Wednesday, June 17, 2009
What a sensation Gilbert & Sullilvan must have been back then, the 19th century London equivalent of our Capitol Steps and Second City rolled into one! In fine satirical style, in their best known works they took on the Empire, the peerage, exotic Asia and the Royal Navy.
The Gilbert & Sullivan Society of Austin in its 34th year brings us with Iolanthe their mockery of Parliament itself, pairing the pompous velvet-clad peers of the House of Lords with diaphanous fairies operating by quite a different set of social rules.
Gilbert and Sullivan provided my very first initiation into musical theatre. I was about 12 years old when my father took my brother and me to see The Mikado, all unprepared, in the distinctly unexotic setting of a high school in northern Alabama. We were enraptured by the music, the style, the color and the wit, and we have probably not recovered even yet. I took my wife, equally unexposed to G&S, to see this production of Iolanthe. I was cheered to see on her face, throughout the two acts, the same very attentive little smile that must have marked my own, way back then.
Their light opera is brainy stuff, pretty far removed from your standard American broadway musical.

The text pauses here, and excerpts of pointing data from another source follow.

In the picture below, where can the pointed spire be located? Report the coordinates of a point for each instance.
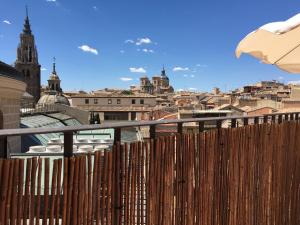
(54, 71)
(163, 72)
(26, 29)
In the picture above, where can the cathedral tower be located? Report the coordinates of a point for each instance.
(27, 61)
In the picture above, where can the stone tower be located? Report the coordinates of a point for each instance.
(27, 61)
(54, 81)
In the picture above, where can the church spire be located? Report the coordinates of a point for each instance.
(163, 72)
(27, 29)
(54, 70)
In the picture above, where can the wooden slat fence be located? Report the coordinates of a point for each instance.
(248, 175)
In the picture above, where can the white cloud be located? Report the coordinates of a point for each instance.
(126, 79)
(148, 50)
(137, 70)
(87, 48)
(141, 41)
(294, 82)
(280, 78)
(202, 65)
(178, 68)
(129, 41)
(7, 22)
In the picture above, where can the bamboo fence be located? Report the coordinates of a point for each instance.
(248, 175)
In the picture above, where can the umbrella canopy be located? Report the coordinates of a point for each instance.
(275, 43)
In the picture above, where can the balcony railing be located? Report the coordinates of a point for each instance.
(70, 130)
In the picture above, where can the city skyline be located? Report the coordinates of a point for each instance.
(113, 44)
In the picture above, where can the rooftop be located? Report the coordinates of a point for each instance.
(9, 71)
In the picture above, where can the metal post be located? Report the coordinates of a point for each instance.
(246, 121)
(68, 144)
(273, 119)
(233, 123)
(256, 120)
(117, 135)
(266, 119)
(280, 119)
(286, 117)
(219, 124)
(3, 148)
(201, 126)
(152, 132)
(179, 128)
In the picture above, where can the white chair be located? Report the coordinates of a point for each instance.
(107, 141)
(55, 141)
(81, 140)
(37, 149)
(85, 148)
(75, 148)
(101, 147)
(94, 141)
(53, 148)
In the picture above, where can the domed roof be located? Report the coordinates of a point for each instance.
(53, 76)
(51, 99)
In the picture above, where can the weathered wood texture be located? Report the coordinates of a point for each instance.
(248, 175)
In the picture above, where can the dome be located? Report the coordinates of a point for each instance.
(50, 99)
(53, 76)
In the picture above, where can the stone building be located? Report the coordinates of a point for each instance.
(112, 105)
(158, 85)
(53, 93)
(27, 61)
(12, 88)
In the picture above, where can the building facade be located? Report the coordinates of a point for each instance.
(158, 84)
(27, 61)
(116, 106)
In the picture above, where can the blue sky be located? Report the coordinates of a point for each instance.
(194, 39)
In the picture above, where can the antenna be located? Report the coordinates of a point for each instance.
(26, 10)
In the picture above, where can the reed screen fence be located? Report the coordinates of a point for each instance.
(247, 175)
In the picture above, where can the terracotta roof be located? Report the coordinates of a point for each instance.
(113, 95)
(116, 108)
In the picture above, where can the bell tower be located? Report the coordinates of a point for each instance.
(27, 61)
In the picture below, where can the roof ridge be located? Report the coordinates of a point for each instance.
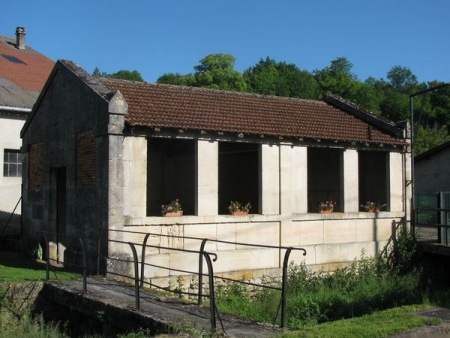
(212, 90)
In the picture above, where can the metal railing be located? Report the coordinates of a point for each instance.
(423, 227)
(203, 256)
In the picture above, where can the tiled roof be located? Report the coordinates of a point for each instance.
(190, 108)
(23, 74)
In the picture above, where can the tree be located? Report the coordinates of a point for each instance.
(279, 78)
(121, 74)
(177, 79)
(337, 79)
(440, 103)
(217, 71)
(402, 79)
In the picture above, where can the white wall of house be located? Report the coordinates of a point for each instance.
(10, 187)
(330, 240)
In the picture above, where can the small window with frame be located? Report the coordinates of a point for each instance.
(12, 163)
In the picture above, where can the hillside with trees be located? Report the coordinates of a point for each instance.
(388, 97)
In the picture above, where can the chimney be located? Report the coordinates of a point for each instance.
(20, 37)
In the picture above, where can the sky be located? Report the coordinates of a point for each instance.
(156, 37)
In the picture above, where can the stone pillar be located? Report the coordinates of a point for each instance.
(350, 186)
(135, 176)
(270, 179)
(293, 179)
(207, 192)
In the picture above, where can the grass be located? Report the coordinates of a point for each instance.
(16, 267)
(377, 325)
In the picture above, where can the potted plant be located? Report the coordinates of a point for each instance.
(172, 209)
(326, 207)
(237, 208)
(371, 206)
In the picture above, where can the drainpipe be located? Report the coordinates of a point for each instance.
(20, 38)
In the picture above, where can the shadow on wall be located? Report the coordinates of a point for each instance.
(9, 223)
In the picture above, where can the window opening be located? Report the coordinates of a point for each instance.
(324, 177)
(238, 175)
(12, 163)
(373, 177)
(170, 174)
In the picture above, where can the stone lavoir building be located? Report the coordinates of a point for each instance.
(105, 154)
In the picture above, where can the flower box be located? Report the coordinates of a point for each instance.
(172, 214)
(238, 209)
(326, 207)
(239, 213)
(172, 209)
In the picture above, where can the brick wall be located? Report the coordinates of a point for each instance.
(86, 160)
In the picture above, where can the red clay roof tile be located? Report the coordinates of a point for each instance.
(26, 69)
(191, 108)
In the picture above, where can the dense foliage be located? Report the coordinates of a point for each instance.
(388, 97)
(367, 286)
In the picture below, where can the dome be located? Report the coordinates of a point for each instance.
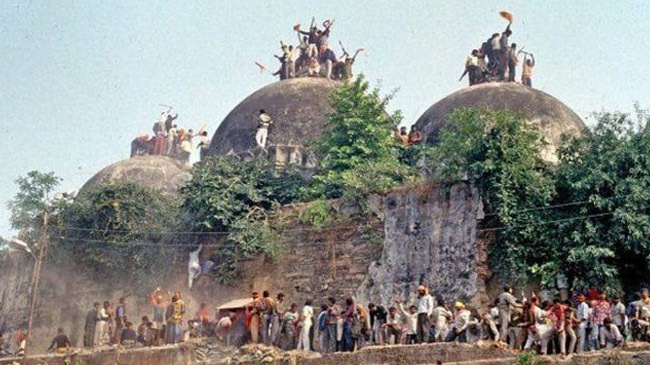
(158, 172)
(299, 108)
(552, 117)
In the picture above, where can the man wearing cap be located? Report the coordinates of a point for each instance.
(441, 317)
(262, 134)
(583, 313)
(507, 304)
(460, 324)
(425, 308)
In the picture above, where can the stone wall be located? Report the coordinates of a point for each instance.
(431, 239)
(424, 234)
(315, 264)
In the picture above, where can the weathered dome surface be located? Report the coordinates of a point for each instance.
(299, 108)
(552, 117)
(158, 172)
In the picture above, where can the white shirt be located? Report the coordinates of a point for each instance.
(425, 304)
(411, 321)
(583, 311)
(440, 316)
(462, 319)
(494, 312)
(471, 61)
(496, 43)
(397, 320)
(307, 314)
(612, 334)
(618, 314)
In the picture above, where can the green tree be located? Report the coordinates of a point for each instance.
(499, 152)
(116, 227)
(607, 172)
(238, 199)
(33, 200)
(359, 153)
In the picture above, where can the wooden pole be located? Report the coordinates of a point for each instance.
(44, 240)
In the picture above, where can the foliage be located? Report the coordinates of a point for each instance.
(318, 213)
(586, 217)
(237, 198)
(113, 226)
(359, 154)
(33, 199)
(527, 358)
(499, 152)
(608, 171)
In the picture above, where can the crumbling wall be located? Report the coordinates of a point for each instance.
(424, 234)
(431, 239)
(315, 264)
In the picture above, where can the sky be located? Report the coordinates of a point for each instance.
(80, 79)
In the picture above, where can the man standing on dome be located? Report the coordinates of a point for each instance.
(512, 62)
(502, 54)
(262, 134)
(312, 48)
(425, 308)
(471, 68)
(527, 70)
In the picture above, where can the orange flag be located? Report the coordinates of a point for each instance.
(261, 66)
(506, 15)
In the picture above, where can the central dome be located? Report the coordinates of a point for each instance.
(550, 115)
(299, 108)
(158, 172)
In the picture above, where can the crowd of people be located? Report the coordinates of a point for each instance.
(502, 61)
(587, 321)
(169, 140)
(313, 57)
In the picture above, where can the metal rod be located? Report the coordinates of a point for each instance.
(37, 275)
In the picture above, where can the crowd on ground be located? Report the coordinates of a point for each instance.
(502, 61)
(587, 321)
(169, 140)
(313, 57)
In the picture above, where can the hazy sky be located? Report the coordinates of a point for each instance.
(79, 79)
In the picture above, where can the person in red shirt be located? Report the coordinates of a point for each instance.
(203, 316)
(558, 310)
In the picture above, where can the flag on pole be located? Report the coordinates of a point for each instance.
(261, 66)
(506, 15)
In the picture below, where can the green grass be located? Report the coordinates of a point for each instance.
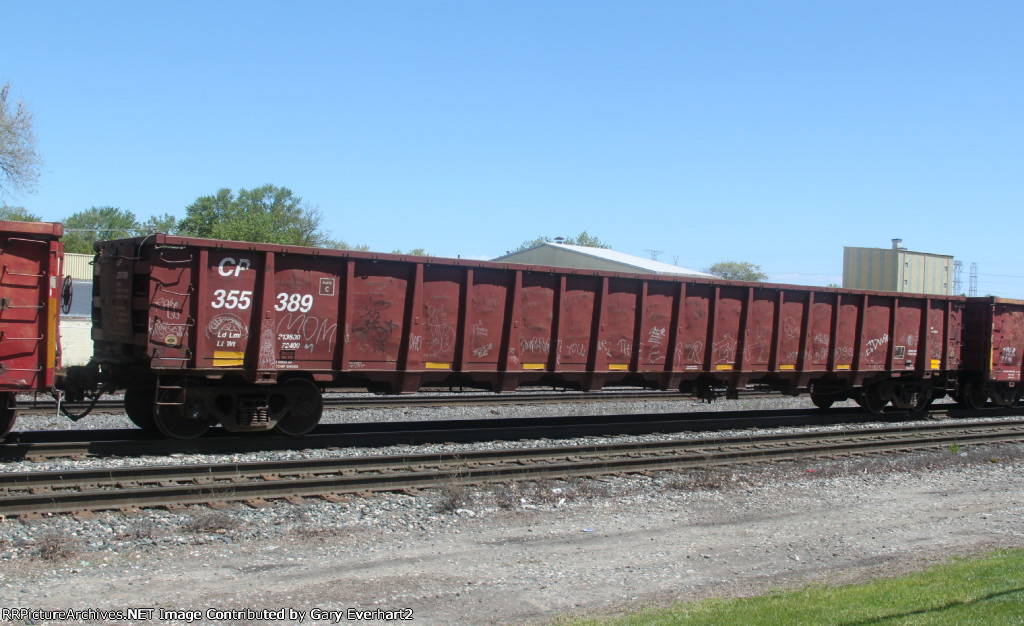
(984, 590)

Recognizing that Austin's G&S society has put a lot of effort into teaching and outreach. Artistic director Ralph MacPhail Jr. and musical director Jeffrey Jones-Ragona worked the talk shows with Dianne Donovan at classical station KMFA and with John Aielli at KUT-FM. Their website includes streaming video both on the front page and on the page providing a history of the organization, with photo and video galleries reporting the last five years of productions. Since Gilbert and Sullivan is music, song and promenading-cum-dancing, that visual approach is effective.